Previous studies reported that a mild, non-protein-denaturing, fever-like temperature
increase induced the unfolded protein response (UPR) in mammalian cells. Our dSTORM
super-resolution microscopy experiments revealed that the master regulator of the
UPR, the IRE1 (inositol-requiring enzyme 1) protein, is clustered as a result of UPR
activation in a human osteosarcoma cell line (U2OS) upon mild heat stress. Using ER
thermo yellow, a temperature-sensitive fluorescent probe targeted to the endoplasmic
reticulum (ER), we detected significant intracellular thermogenesis in mouse embryonic
fibroblast (MEF) cells. Temperatures reached at least 8 °C higher than the external
environment (40 °C), resulting in exceptionally high ER temperatures similar to those
previously described for mitochondria.
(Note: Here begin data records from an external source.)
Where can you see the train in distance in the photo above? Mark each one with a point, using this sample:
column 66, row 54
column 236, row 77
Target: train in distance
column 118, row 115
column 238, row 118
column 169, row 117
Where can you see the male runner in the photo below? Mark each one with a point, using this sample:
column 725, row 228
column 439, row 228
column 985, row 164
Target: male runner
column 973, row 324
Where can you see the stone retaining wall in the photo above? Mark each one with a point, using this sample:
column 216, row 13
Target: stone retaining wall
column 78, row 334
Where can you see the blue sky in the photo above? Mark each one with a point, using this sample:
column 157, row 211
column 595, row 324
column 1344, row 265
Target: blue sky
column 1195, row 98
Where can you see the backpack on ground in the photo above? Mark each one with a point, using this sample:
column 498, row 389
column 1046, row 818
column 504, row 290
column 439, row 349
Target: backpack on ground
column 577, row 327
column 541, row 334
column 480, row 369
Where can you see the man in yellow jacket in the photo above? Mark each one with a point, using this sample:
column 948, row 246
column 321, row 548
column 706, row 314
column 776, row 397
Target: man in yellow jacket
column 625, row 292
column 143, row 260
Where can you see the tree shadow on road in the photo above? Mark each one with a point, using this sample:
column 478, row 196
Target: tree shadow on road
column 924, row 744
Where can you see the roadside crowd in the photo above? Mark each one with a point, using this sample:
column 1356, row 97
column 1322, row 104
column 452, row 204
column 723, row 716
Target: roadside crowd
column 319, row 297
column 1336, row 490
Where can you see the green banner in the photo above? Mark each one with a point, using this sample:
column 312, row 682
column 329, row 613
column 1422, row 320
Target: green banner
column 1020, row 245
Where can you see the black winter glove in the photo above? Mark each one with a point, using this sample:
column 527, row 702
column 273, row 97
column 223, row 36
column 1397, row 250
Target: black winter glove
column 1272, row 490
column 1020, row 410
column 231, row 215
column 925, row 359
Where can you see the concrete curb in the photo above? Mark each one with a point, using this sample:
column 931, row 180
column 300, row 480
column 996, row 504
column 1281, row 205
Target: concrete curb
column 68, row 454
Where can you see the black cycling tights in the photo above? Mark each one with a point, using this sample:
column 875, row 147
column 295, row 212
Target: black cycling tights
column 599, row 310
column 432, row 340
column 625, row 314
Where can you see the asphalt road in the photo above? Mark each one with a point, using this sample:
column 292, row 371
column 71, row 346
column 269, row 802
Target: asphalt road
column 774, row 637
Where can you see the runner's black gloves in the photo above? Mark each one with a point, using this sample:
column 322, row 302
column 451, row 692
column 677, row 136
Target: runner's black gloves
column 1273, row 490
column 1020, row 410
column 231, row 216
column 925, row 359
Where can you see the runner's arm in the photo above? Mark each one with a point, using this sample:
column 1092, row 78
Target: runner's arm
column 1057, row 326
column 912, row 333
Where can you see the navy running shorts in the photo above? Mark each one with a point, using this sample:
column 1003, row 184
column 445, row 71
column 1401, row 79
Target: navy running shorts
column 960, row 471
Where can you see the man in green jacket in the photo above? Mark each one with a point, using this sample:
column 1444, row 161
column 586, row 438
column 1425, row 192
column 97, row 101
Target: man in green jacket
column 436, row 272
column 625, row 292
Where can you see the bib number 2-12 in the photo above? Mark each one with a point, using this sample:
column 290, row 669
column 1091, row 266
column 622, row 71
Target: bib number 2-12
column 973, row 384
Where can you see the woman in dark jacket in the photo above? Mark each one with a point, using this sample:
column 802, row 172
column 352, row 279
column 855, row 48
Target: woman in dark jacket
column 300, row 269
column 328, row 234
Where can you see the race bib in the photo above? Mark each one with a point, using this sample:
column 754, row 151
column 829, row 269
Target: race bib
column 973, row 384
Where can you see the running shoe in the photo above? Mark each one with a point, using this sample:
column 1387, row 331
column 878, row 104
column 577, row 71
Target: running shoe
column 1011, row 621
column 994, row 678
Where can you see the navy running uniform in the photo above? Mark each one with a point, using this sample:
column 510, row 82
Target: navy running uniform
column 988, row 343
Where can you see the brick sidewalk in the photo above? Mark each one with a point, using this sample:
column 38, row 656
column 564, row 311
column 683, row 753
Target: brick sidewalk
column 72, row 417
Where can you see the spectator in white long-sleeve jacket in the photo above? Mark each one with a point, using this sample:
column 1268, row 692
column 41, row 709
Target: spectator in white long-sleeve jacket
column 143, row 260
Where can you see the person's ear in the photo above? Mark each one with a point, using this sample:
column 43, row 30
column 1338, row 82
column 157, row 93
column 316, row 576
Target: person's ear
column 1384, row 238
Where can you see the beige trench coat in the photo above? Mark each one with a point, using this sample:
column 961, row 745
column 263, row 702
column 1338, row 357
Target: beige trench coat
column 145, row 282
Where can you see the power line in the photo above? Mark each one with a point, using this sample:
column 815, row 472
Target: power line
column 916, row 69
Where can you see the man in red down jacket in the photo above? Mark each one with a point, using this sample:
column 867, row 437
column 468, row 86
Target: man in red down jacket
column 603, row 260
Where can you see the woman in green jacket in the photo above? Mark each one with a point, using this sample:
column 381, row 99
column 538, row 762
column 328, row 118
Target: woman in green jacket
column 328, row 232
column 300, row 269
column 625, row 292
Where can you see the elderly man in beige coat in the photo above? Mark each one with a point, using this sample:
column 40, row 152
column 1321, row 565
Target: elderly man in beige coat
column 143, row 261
Mild heat-induced thermogenesis in the ER of
MEF cells was likely due to the uncoupling of the Ca2+/ATPase (SERCA) pump. The high
ER temperatures initiated a pronounced cytosolic heat-shock response in MEF cells,
which was significantly lower in U2OS cells in which both the ER thermogenesis and
SERCA pump uncoupling were absent. Our results suggest that depending on intrinsic
cellular properties, mild hyperthermia-induced intracellular thermogenesis defines
the cellular response mechanism and determines the outcome of hyperthermic stress.